Hoje, segundo ele, as informações estão mais precisas e são enviadas a cada 10 minutos. Outros produtos que usam tecnologias de georeferenciamento, de acordo com a empresa, fazem essa troca a cada quatro horas, em média, no Brasil.

Outra questão que, segundo Ghion, não afeta a estratégia da Belgo com a Instabov é a possibilidade de a concorrência avançar rápido. Ele admite que a empresa não possui patentes nem do hardware nem do software utilizados, que podem ser copiados.

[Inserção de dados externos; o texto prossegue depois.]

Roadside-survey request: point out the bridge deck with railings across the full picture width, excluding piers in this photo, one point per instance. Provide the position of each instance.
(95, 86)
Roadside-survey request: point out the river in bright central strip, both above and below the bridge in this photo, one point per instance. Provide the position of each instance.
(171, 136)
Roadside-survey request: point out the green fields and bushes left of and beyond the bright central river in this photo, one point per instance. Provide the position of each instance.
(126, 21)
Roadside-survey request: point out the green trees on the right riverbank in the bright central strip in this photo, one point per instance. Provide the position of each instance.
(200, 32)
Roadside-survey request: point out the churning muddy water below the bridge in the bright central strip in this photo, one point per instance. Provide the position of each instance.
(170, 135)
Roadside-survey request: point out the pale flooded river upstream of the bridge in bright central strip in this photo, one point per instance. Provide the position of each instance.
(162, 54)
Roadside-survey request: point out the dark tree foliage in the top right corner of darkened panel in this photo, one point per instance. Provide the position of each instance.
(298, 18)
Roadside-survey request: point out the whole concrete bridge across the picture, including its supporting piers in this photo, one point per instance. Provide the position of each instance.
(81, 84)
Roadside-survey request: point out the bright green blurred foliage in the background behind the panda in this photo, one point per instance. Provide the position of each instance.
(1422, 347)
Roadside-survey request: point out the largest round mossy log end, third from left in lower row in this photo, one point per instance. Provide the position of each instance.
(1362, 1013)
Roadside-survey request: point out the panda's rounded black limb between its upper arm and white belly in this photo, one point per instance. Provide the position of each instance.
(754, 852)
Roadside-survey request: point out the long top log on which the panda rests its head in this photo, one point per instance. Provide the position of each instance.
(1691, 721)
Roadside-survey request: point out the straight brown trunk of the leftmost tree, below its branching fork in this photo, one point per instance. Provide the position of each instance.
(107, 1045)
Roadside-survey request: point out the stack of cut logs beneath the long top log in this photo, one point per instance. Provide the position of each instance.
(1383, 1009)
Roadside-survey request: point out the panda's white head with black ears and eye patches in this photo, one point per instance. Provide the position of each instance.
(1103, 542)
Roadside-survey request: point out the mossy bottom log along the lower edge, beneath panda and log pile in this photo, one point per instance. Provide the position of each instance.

André Ghion, diretor de Marketing, Inovação e Estratégia da Belgo

“Hoje eu não acho que a tecnologia em si é o diferencial de nada. Isso é um princípio meu”, afirma. “Ela pode ser replicada sim. A gente tem, obviamente, o segredo de negócio no sentido da raiz e da programação do que está no software”.

Em relação ao software, ele acredita que o trunfo da empresa é er chegado a um colar com um padrão bem trabalhado, tanto é que a bateria dura cinco anos.

“É a mistura do hardware com software bom que faz sentido”, afirma. “Eu diria que agora é muito mais uma corrida de dados. Quem tiver mais dados nessa história vai ficar com o produto melhor”.

Olhando mais à frente, porém, ele avalia que a visão pode mudar, com a evolução para um hardware proprietário. Na sua visão, a Instabov caminha nessa direção, talvez tendo duas versões do produto: uma mais barata, com menos dados, que seja só monitoramento, e outra mais avançada, com a geração de insights.

“O desenvolvimento de curto e médio prazos vai muito nessa linha do comportamento do animal. E isso se aplica desde a saúde animal, no sentido de tratar uma doença, mas também de gerar um histórico, para na hora que esse animal virar proteína, você poder dizer: ‘eu falei, vai tranquilo que foi bem tratado’”.

Cerca com inteligência

O investimento da Belgo na Instabov tem outro sentido além do negócio em si. A startup materializa um conceito de inovação que a gigante do setor siderúrgico pretende implantar nos próximos anos.

Ghion diz que o grupo continua observando oportunidades, dentro e fora do agro, mas sem nenhuma previsão de novos aportes em curto prazo.
“Estamos olhado bastante para techs que estão de alguma forma atreladas ao nosso mercado e talvez surja algo para o próximo ano”, diz. “Tudo o que eu puder trazer uma nova camada de inteligência para o arame, estou de olho”.

A solução do Instabov, por exemplo, ao geolocalizar os animais permite aos pecuaristas criar uma espécie de cerca virtual nas propriedades, estabelecendo os limites por onde eles podem circular.

“O nosso conceito é esse, de uma forma bem ampla e também em outros mercados, como o de geotecnia”, diz

Para a Instabov também não há previsão de novos aportes, mas a cerca, nesse caso, não está totalmente fechada. “Vamos ver como será 2025. Temos alguns checkpoints e podemos rever o grau de aceleração. Se quisermos aumentar a curva de acesso e percebermos que vale a pena, talvez seja inevitável fazer nova rodada”, conclui.